Editor’s Note: Irene, thanks for the reminder. You’re right – Lufthansa has made some fairly major changes to its program, as we’ve reported over the past few months. However you may feel about those changes (and it’s clear you don’t feel good), you can at least take some comfort in knowing that we’ve recently updated all our online reviews, including that of Miles & More. You and all of our readers can check them out at http://www.webflyer.com/programs/ratings_and_reviews/program.php.
Get It Together
Being a loyal Marriott Platinum member for years, I recently began travel to some outlying areas where Marriott does not have properties. Best Western was one of my choices, and I signed up for their card. To my dismay, each time I check into a Best Western hotel I am asked to provide my drivers license so the clerk can make a copy for their file. This is in addition to the American Express card I have on file for my guaranteed room.

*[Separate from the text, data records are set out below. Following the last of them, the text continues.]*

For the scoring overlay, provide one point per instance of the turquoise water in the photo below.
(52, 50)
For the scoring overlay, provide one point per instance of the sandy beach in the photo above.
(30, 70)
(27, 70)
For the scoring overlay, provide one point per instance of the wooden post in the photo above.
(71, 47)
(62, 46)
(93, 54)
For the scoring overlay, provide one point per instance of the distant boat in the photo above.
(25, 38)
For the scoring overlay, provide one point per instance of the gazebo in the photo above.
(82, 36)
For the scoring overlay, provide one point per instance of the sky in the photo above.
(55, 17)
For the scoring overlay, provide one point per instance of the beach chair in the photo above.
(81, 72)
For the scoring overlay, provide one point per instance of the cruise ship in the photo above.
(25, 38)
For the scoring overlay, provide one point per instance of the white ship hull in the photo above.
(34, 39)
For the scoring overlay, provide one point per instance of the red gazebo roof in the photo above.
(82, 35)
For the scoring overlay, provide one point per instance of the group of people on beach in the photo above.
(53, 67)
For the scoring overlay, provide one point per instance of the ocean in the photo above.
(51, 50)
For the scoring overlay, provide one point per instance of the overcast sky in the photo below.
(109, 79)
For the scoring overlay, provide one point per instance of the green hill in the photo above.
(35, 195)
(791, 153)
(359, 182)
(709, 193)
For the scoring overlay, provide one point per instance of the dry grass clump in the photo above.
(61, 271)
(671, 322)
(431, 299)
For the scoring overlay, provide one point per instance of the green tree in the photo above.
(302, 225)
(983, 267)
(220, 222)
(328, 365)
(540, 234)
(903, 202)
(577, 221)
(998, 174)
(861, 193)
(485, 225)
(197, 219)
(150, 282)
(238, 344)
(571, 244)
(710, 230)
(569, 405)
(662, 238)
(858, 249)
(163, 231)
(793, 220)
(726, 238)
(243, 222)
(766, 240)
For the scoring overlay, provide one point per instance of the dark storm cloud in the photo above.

I object to handing out copies of my drivers license with all the theft identity going on. What does Best Western have to say of this practice?
Remember the Regulars
Perhaps a reason why Priority Club is so popular is because travelers are fed up with being under appreciated by competing hotel programs such as Marriott Rewards. If Priority Club can avoid doing things such as giving the 21 millionth member an exotic trip while ignoring those of us who have been with the program for years, then it will continue to be successful.
“Hotel Points Traveler”
A First-Class Operation?
I have been trying to find out how US Airways is a member of the Star Alliance. As a member of Star Alliance you must have a minimum of 12 first-class seats available on all aircraft that offer first class. That was the case prior to US Airways removing 16 first class seats from most of their 757s. So how is US Airways a member of the Star Alliance, as it seems they do not qualify? Do they plan on adding additional first-class seats on the aircraft they just removed them from?
Editor’s Note: Peter, you have great knowledge of the industry. Your statement is true; however, there are new requirements for alliance members that US Airways operates under. With low-cost carriers perhaps becoming potential members of alliances, as well as fleet changes for many carriers due to competitive markets, the rules you note are being updated. Since US Airways is a new member of the alliance, they are granted a period of time to modify and change their fleet. I see no immediate time frame for US Airways to modify its current fleet to 12 first class seats.
Thank you for your fair and balanced answer regarding US Airways Dividend Miles (WiseFlyer, October 2004). As the spouse of a loyal US Airways employee, I am grateful when a travel editor such as yourself responds to these questions with facts. I realize the traveling public values their frequent flyer miles. There are many employees who need their business to help US Airways survive.
Editor’s Note: Your note certainly makes my day, and I appreciate that you have noticed the difference. As you know, virtually every other travel “expert” has long since written US Airways off, and bemoaned the fate of the Dividend Miles program. I think we know that this is the easy thing to do, because it takes no knowledge or research at all. If there’s one thing I pride myself on, it’s doing a tremendous amount of research. I fully realize that these issues are easily influenced by emotions and knee-jerk comments. I’ll continue to do my research on the topic of US Airways, and again, thanks for your comments.